Asked on an earnings call about the potential for further environmental taxes, Rickard Gustafson said it was clear that this was increasingly the direction of travel.
“I believe that if aviation as an industry fails to articulate a trustworthy roadmap towards a more sustainable industry, and not just hide behind an aggressive goal by 2040, or by 2050, but articulate a clear roadmap from now to the future with tangible sub-goals. If we can’t do that, I think the risk for further political involvement and regulation is significant,” he said on Tuesday.
Gustafson’s comments come as consumers, the media, and governments start to ask tougher questions about airlines and their impact on the environment.
What makes it tougher for the industry to respond is that air travel is expected to keep growing and while other industries are able to introduce definitive measures to reduce their carbon emissions, a viable, cheap alternative to jet fuel is still a long way off.
Over the last few months airlines have noticeably started talking up their green credentials — however spurious — in an effort seeming to confront the problem head on.
Carbon offsets remain a popular response to the crisis but they do little to change the fundamentals of air travel and in many cases are an excuse to avoid making hard decisions. The same is true of improvements in fuel efficiency.
Some airlines are at least making the right noises about bigger changes.
British Airways owner IAG plans to invest $400 million on alternative sustainable fuel development over the next 20 years and SAS itself has announced a number of recent changes.
“Sustainability is for us an existential issue.

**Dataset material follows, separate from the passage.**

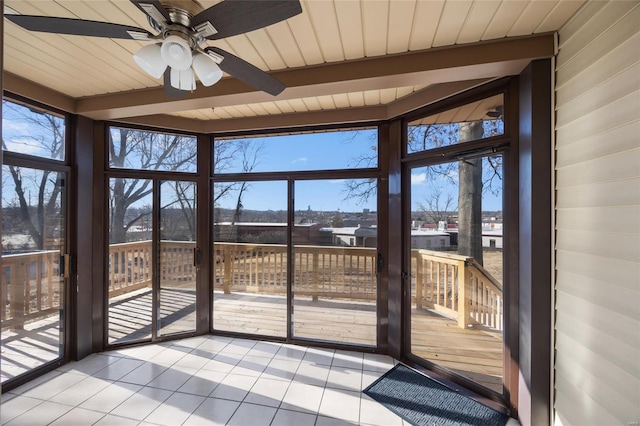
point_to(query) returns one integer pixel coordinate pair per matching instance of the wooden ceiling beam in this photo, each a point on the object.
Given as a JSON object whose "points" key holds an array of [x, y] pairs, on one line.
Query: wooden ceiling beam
{"points": [[433, 66]]}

We need to demonstrate clear leadership on transforming our industry towards more sustainable aviation. Our customers demand that, our corporate customers demand it, other stakeholders around us demand it and our employees demand it,” Gustafson said.
There is also a push to end the tax-exempt status of jet fuel.
Despite growing revenue 3 percent to $1.4 billion in the three months to the end of July, pre-tax profit fell 27 percent to $155 million.
The drop was down to three things: the depreciation of the Swedish currency, the rising cost of jet fuel and the week-long strike that caused disruption across thousands of flights earlier this year.
Although the fuel price is moving in the right direction for SAS, it has plenty of other challenges including the aforementioned weakening Swedish krona as well as the much talked about economic slowdown in Europe and other parts of the world.
SAS still expects that it will be challenging to deliver a positive result for the full year 2019.